If a single record exceeds the defined batch_size, Fluvio will process the record in a new batch without the batch_size as limit, ensuring that larger messages are not discarded or delayed. If the record does not exceed the batch_size, Fluvio will process the record as part of an already existing batch or create a new one if the batch is full.

  1. Handling Larger Messages than the Max Request Size

Fluvio will have a new configuration parameter, max_request_size, that will define the maximum size of a request that can be sent by the producer. This configuration will make Fluvio display errors when a message exceeds the defined max_request_size, even if it's a message with only one record or a batch of records.

  1. Compression Behavior

Fluvio will ensure that configuration limits that use size constraints, such as batch_size and max_request_size will only use the uncompressed message size. It affects the size of messages in transit but doesn't change the maximum request size constraints.

Fluvio CLI

Preparing the environment, with a topic and a large data file:

bash
fluvio topic create large-data-topic
printf 'This is a sample line. ' | awk -v b=500000 '{while(length($0) < b) $0 = $0 $0}1' | cut -c1-500000 > large-data-file.txt

Batch Size

batch_size will define the maximum size of a batch of records that can be sent by the producer. If a record exceeds this size, Fluvio will process the record in a new batch without the batch_size as limit.

bash
fluvio produce large-data-topic --batch-size 16536 --file large-data-file.txt --raw

There will not be any errors displayed, even if the message exceeds the batch size. But the record will be processed as a new batch.

Max Request Size

max_request_size will define the maximum size of a message that can be sent by the producer. If a message exceeds this size, Fluvio will throw an error. Even if it's a message with only one record or a batch of them.

bash
fluvio produce large-data-topic --max-request-size 16384 --file large-data-file.txt --raw

Will be displayed the following error:

bash
record size (xyz bytes), exceeded maximum request size (1048576 bytes)

Compression

batch_size and max_request_size will only use the uncompressed message size.

bash
fluvio produce large-data-topic --batch-size 16536 --compression gzip --file large-data-file.txt --raw
fluvio produce large-data-topic --max-request-size 16384 --compression gzip --file large-data-file.txt --raw

The first one and the second one will use the uncompressed message size to be calculated. Only the second one will display an error because the uncompressed message exceeds the max request size.

References

Kafka Behavior

Kafka has a similar behavior for handling larger messages than batch size and max request size.

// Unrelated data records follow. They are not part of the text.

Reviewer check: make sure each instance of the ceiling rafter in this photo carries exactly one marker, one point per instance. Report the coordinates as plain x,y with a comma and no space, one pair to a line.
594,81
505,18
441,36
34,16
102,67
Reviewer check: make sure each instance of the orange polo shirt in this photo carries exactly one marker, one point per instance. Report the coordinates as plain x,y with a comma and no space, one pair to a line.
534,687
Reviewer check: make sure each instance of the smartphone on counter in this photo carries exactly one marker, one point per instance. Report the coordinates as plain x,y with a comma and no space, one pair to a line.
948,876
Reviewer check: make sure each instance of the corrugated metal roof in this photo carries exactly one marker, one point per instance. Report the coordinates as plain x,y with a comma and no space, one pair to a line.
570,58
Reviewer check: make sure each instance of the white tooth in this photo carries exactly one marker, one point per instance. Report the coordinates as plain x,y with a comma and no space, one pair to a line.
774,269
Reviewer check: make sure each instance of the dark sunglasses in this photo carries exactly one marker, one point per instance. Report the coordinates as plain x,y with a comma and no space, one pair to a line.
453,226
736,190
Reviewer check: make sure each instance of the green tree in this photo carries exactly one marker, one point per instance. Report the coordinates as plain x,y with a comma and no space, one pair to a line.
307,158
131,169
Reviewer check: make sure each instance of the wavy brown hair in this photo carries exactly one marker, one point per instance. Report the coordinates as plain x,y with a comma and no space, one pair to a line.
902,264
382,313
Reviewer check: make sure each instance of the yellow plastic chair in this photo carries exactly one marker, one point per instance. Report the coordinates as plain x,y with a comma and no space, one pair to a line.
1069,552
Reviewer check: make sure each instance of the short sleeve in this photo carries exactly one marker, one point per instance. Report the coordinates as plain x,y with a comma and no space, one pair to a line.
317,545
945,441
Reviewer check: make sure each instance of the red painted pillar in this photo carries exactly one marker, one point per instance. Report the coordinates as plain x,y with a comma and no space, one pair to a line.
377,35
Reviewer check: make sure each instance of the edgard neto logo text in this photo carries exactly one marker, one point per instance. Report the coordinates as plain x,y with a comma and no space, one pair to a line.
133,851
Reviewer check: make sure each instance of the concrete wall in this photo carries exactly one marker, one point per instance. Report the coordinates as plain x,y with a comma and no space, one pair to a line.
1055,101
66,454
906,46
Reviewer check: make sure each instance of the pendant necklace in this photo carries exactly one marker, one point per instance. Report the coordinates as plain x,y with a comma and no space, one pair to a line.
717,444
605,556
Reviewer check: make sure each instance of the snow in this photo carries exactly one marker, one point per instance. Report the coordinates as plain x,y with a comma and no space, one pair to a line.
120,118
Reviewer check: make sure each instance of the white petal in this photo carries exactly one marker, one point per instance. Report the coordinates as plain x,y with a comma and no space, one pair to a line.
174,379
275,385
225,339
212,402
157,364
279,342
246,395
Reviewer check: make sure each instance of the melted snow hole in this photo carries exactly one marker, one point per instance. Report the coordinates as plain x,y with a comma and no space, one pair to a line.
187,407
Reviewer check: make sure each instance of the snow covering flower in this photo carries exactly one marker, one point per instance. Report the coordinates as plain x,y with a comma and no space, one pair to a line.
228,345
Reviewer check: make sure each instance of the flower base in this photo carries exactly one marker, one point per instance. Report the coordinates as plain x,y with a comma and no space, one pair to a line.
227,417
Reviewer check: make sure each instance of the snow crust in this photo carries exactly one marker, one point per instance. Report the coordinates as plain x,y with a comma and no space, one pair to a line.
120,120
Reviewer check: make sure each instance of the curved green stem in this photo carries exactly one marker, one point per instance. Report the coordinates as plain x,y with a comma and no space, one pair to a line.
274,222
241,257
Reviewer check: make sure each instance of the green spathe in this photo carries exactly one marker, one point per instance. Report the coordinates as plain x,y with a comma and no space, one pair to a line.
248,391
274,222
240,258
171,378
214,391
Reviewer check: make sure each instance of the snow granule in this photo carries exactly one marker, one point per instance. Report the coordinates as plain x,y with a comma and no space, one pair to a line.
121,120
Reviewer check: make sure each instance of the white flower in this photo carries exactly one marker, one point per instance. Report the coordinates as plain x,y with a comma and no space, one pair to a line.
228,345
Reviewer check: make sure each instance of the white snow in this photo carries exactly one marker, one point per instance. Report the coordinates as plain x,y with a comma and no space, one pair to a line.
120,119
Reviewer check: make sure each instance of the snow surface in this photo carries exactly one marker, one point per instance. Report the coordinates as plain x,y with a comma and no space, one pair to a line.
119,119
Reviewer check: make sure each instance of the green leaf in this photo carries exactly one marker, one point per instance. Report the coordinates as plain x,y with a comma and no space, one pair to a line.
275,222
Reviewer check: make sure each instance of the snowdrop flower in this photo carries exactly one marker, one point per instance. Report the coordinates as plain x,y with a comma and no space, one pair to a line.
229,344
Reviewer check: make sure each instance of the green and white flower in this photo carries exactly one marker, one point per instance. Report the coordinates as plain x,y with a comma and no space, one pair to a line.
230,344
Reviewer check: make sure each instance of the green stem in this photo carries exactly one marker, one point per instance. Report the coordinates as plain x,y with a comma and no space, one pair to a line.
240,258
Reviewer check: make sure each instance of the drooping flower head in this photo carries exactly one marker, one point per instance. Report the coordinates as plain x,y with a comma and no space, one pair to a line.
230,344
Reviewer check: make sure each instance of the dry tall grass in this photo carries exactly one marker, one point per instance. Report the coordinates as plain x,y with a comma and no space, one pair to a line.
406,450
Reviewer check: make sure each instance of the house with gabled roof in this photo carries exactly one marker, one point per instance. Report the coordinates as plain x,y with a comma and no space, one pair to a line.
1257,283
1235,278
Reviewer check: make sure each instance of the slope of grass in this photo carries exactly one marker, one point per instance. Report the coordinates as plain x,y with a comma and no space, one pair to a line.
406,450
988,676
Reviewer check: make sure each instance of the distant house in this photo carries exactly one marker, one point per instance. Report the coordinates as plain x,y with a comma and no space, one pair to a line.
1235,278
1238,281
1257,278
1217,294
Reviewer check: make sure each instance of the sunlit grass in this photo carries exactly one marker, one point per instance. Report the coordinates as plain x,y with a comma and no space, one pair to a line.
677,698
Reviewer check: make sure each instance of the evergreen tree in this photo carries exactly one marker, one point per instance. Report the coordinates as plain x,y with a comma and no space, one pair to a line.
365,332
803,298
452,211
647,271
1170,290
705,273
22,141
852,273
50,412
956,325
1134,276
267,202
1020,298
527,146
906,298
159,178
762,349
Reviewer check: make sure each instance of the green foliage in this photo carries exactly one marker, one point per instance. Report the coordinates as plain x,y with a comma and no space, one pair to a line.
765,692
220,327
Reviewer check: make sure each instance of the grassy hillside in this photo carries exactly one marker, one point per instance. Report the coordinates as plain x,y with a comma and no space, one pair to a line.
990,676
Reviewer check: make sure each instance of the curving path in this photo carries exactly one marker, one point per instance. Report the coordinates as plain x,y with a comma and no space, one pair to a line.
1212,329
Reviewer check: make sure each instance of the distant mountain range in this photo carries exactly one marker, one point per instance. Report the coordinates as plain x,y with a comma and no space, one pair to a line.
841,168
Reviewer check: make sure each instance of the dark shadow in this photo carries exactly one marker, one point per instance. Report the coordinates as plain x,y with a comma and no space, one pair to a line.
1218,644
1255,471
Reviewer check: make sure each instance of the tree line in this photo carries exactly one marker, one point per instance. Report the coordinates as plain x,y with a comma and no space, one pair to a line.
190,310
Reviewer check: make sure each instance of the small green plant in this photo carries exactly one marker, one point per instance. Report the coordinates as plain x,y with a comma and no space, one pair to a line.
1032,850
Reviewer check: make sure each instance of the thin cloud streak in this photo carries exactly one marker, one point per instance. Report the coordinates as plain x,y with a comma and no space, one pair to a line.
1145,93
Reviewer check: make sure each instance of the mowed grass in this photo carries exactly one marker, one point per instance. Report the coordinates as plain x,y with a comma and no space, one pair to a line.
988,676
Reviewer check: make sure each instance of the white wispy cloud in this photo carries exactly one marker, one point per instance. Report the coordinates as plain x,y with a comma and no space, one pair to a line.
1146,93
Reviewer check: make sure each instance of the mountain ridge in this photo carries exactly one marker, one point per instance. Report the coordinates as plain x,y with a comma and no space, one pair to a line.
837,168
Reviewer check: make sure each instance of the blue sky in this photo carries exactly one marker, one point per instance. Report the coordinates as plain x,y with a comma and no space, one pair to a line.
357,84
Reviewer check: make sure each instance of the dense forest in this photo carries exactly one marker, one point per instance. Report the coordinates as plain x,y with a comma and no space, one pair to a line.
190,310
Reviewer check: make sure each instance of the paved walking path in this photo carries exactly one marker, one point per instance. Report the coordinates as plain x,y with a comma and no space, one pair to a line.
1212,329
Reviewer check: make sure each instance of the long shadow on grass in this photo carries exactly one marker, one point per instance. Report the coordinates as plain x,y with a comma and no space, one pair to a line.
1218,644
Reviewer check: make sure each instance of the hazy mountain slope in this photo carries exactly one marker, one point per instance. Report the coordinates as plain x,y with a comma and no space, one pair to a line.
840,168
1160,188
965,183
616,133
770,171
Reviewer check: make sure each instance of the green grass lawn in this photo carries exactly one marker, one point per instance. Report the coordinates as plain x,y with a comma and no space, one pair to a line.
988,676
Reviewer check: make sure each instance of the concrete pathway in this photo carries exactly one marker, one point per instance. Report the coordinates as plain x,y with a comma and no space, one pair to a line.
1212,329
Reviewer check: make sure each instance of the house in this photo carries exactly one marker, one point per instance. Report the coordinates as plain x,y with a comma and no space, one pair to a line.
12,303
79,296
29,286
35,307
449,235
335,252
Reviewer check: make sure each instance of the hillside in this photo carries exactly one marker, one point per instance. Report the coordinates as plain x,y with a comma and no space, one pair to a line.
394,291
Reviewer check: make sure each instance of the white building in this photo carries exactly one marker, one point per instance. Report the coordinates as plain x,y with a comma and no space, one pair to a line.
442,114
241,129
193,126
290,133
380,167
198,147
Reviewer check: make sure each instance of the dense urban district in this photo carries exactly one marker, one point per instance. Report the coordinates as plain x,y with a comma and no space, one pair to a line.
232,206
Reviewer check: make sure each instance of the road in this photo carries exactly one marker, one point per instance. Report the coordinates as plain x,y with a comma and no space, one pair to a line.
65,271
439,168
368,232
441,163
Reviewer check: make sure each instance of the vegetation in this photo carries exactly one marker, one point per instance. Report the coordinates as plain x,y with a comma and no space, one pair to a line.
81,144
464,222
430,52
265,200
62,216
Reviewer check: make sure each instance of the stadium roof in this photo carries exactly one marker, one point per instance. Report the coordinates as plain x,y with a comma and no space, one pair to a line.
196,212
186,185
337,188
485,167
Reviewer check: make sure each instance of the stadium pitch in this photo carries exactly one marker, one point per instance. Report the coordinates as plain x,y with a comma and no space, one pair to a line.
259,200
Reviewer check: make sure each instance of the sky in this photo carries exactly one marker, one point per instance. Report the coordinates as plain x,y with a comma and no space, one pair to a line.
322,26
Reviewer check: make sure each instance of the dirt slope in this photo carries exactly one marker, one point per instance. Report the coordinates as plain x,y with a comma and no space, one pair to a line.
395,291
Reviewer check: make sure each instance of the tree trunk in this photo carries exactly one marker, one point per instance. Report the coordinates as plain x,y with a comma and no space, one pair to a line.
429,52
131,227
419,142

Preparing the environment, with a topic and a large data file:

bash
kafka-topics --create --topic large-data-topic --bootstrap-server localhost:9092 --partitions 1 --replication-factor 1
printf 'This is a sample line. ' | awk -v b=500000 '{while(length($0) < b) $0 = $0 $0}1' | cut -c1-500000 > large-data-file.txt

Producing large messages for the topic with a small batch size will not display any errors.

bash
kafka-console-producer --topic large-data-topic --bootstrap-server localhost:9092 --producer-property batch.size=16384 < large-data-file.txt

Producing large messages for the topic with a small max request size will display an error:

bash
kafka-console-producer --topic large-data-topic --bootstrap-server localhost:9092 --producer-property max.request.size=16384 < large-data-file.txt
org.apache.kafka.common.errors.RecordTooLargeException: The message is 500087 bytes when serialized which is larger than 16384, which is the value of the max.request.size configuration.

Producing large messages to the topic with compression will not use the compression size to calculate the batch size:

bash
kafka-console-producer --topic large-data-topic --bootstrap-server localhost:9092 --producer-property batch.size=16384 --producer-property compression.type=gzip < large-data-file.txt
kafka-console-producer --topic large-data-topic --bootstrap-server localhost:9092 --producer-property max.request.size=16384 --producer-property compression.type=gzip < large-data-file.txt

Both commands will not use the compression size to calculate the batch size and the max request size, respectively. But only the second one will display an error because the message exceeds the max request size.